The bad news is that, with the latest lockdown restrictions, lineups to get into Costco are back.

The good news is that I was there right at opening and so the lineup moved quite quickly, and, more importantly, there are no shortages of anything that I could see. The fact that there are no shortages, and there haven’t been for many months, has motivated me to use up all my stockpiled pantry staples in a way that is deeply uncomfortable for me. This week alone I used up the last of my stores of the following: spaghetti, chickpeas, and taco seasoning. That’s right: there are none of those items left in the house. I felt a little Pandemic At The Disco at using up the last two cans of chickpeas, but I did some deep breathing and reminded myself that I could simply buy more this week, there is no chickpea shortage, and there has never been a chickpea shortage. It’s a whole mindset change and I do not know how long it will take me to get over it.

What’s Up, Doc

Perishables, however, are another matter. If you have small children – particularly, it seems, boys – and you despair of their picky eating habits and you wonder if it’s okay that they seem to survive on air and the occasional strawberry yogurt, I am here to hug you and say: wait until the teen years. My god. Every Wednesday I find myself playing Tetris with my two fridges, using up every square inch of space as I put away the groceries, and then one week later, both fridges look like they belong to Old Mother Hubbard. This week I went to Costco AND Superstore, and after a solid three hours of driving, shopping, standing in line, unloading and putting everything away, I stood at the fridge for a moment and realized something: I forgot to buy carrots.

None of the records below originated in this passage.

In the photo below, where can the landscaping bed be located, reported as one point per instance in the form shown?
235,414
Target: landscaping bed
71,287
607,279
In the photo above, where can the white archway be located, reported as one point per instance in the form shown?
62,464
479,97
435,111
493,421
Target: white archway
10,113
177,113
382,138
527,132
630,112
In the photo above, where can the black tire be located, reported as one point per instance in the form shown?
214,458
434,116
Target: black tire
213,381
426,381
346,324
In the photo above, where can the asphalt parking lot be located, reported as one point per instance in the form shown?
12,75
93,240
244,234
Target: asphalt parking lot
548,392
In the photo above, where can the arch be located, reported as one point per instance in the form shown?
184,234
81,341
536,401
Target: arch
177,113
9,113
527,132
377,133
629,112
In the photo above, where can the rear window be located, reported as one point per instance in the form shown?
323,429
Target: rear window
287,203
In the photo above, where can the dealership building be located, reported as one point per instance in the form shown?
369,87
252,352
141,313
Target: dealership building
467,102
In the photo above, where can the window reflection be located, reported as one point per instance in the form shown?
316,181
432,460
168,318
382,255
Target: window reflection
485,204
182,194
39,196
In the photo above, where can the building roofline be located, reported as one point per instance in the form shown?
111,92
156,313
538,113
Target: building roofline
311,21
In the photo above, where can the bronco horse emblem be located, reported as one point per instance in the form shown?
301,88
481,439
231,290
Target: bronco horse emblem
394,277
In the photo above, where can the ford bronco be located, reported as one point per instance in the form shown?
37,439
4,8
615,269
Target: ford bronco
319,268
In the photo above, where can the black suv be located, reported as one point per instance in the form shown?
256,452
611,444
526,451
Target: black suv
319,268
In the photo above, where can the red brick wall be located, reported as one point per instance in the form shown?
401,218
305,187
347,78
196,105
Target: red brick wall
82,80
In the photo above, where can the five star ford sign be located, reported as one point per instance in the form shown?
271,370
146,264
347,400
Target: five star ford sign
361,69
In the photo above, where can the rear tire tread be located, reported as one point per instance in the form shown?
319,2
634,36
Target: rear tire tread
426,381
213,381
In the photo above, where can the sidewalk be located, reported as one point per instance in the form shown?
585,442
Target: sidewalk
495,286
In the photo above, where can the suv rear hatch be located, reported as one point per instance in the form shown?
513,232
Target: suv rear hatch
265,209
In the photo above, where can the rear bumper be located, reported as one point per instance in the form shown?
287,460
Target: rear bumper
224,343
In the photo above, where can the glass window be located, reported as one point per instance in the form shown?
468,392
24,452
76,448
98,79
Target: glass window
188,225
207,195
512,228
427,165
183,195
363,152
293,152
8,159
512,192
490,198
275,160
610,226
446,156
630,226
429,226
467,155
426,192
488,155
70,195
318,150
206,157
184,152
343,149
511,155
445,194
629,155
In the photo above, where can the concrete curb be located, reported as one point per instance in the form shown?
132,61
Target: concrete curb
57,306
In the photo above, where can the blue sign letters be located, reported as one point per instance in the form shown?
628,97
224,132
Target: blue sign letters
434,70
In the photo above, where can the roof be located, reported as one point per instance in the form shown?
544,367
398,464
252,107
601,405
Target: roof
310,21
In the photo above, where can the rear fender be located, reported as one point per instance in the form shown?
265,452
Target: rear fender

You may be thinking, so what, but let me tell you: carrots are right up there with bananas as a produce staple in this house. We go through four pounds of carrots a week, and buying carrots is a reflex for me, one that apparently was broken this week. I have no excuse; I bought sweet potatoes and ginger root, both of which are in the same aisle as the carrots. Carrots were, as they always are, on my paper grocery list. I didn’t know what happened but I did know that this could not stand.

But I’ve already been to two places today, I thought to myself. Then I thought of May (HI MAY) and her comment about measured decisions in a low-risk way that don’t totally abide by the rules does not mean we are on the slippery slope to anarchy. I put on my mask and boots, grabbed my purse, started my Garmin, and speed-walked over to the local Co-Op where I grabbed a bag of carrots and an avocado (I am not made of stone, Co-Op avocados are second to none) and walked back home, all in the span of thirteen minutes and thirty-six seconds.

Important Garden Update

I am so excited to tell you that all the vegetable seeds I have planted have sprouted! I go out to look at my new garden boxes at least twice a day to check their progress. Little green shoots! It’s so exciting. Not only that, Saturday was Pick-Up Day for the flowers, herbs, and veggies I bought for the Growing Smiles Fundraiser – the BEST fundraiser there is, in my humble opinion – and, well, let’s just say my trunk was full.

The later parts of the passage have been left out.